I'm going to refer to the /64 routed to my server as ${PREFIX}:: for ease
of reading. By Hetzner's convention, my server's public IPv6 address is at the
bottom of the network, at ${PREFIX}::2. I chose to use the top /72 within
that, ${PREFIX}:ff00::/72, for Docker. So I need to tell Docker to use this,
and to use /80 networks by default inside it.

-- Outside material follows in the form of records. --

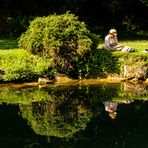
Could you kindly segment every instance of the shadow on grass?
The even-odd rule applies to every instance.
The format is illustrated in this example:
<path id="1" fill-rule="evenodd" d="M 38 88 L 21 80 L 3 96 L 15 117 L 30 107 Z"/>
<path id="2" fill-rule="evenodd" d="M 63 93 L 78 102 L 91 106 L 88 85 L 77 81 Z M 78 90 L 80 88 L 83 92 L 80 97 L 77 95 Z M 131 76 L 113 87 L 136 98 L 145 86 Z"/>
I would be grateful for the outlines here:
<path id="1" fill-rule="evenodd" d="M 118 38 L 120 41 L 147 40 L 148 32 L 143 33 L 143 32 L 131 32 L 131 31 L 120 32 L 119 31 Z"/>

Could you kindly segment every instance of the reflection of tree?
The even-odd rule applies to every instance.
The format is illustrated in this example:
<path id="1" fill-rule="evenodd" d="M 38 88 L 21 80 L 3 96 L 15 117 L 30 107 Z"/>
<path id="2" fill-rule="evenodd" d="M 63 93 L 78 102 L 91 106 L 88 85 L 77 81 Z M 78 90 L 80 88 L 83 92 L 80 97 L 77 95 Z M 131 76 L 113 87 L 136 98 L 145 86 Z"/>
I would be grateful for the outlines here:
<path id="1" fill-rule="evenodd" d="M 69 91 L 52 91 L 52 101 L 40 101 L 20 105 L 23 118 L 40 135 L 72 137 L 85 129 L 92 112 L 85 98 L 77 98 Z M 81 95 L 81 94 L 79 94 Z"/>

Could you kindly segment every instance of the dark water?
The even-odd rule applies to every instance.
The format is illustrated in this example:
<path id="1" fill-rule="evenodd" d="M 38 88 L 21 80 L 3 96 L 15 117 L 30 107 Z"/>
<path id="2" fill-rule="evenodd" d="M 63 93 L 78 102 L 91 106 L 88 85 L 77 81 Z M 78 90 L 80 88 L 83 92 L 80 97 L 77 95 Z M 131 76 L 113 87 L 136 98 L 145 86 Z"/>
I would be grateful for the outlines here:
<path id="1" fill-rule="evenodd" d="M 2 87 L 0 97 L 0 148 L 148 148 L 145 86 Z"/>

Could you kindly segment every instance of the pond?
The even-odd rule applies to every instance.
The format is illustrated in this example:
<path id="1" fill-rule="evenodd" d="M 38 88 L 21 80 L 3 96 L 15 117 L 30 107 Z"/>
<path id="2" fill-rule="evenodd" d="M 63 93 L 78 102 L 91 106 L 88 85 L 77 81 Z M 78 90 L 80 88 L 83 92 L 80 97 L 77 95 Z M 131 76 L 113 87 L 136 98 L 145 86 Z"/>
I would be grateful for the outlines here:
<path id="1" fill-rule="evenodd" d="M 0 87 L 1 148 L 147 148 L 141 84 Z"/>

I do this by adding the following to /etc/docker/daemon.json:
{
"ipv6": true,
"default-address-pools": [
{ "base": "172.16.0.0/12", "size": 16 },
{ "base": "${PREFIX}:ff00::/72", "size": 80 }
]
}
This file didn't exist before I created it, and I had to add in the IPv4
address pool as per the Docker default. Then it's just a matter of restarting
the Docker daemon and testing it out!
Testing
On restarting the daemon, I had a look at my existing Docker networks and
containers. Most of them hadn't changed at all - IPv6 isn't enabled by default
on networks. The deprecated bridge network was using it however, where some
utility containers like Watchtower run. My
Watchtower container now had an IPv6 address!
Reachability
The first thing I wanted to test is whether these global addresses meant that
any containers were reachable from the Internet. Mostly I put containers on
separate networks to avoid them being accessed from each other, so having
direct Internet connections would present an unconsidered security risk.
The bridge network had taken the first network within the permitted pool,
${PREFIX}:ff00::/80 and the Watchtower container was now at
${PREFIX}:ff00::2. I tried to ping this container from my home laptop, and
was happy that it failed.
Next up, I tried creating an IPv6-only network via Docker and add
whoami to it. This grabbed the second
network from the pool, ${PREFIX}:ff01::/80 and put the first container on the
network at ${PREFIX}:ff01::2.
docker network create --ipv4=false --ipv6=true ipv6_test
docker container run -d --network ipv6_test --name whoami traefik/whoami
From the host, I could curl http://${PREFIX}:ff01::02/ and get a response
from the whoami application showing me its IP addresses, with no IPv4 address
except localhost.
I tried the same curl from my home laptop and was again happy that it didn't
work.
Outbound Connections
One last thing remained to test - my containers weren't reachable from the
Internet, but could they reach the IPv6 Internet themselves? This was, after
all, the purpose of the exercise.
I found a container which bundled network tools, and ran it on my ipv6_test
network. I could reach IPv6-only sites with curl, and traceroute across the
IPv6 Internet back to my house.
Summary
IPv6 mostly Just Works for me at home; I connect my laptop to the WiFi the same
way I always did, I configure nothing, and I can reach services over IPv6. This
is exactly the user experience we want, and it should be the bare minimum.
Unfortunately I had to go choose a particular ISP for it, as some of the major
UK players like Virgin still don't routinely offer this after 28 years of IPv6.
I'm prepared to put a bit of effort into my self-hosted services, as a learning
exercise, to get them working nicely. The hardest part was thinking through
what I wanted to do.
I still want to get a bit more comfortable with how Docker configures
firewalling to be 100% certain that my containers aren't reachable from the
Internet before I add IPv6 support to my existing web services, but I'm pretty
happy with how this has gone!
I hope this guide is useful to other people in the same boat as me.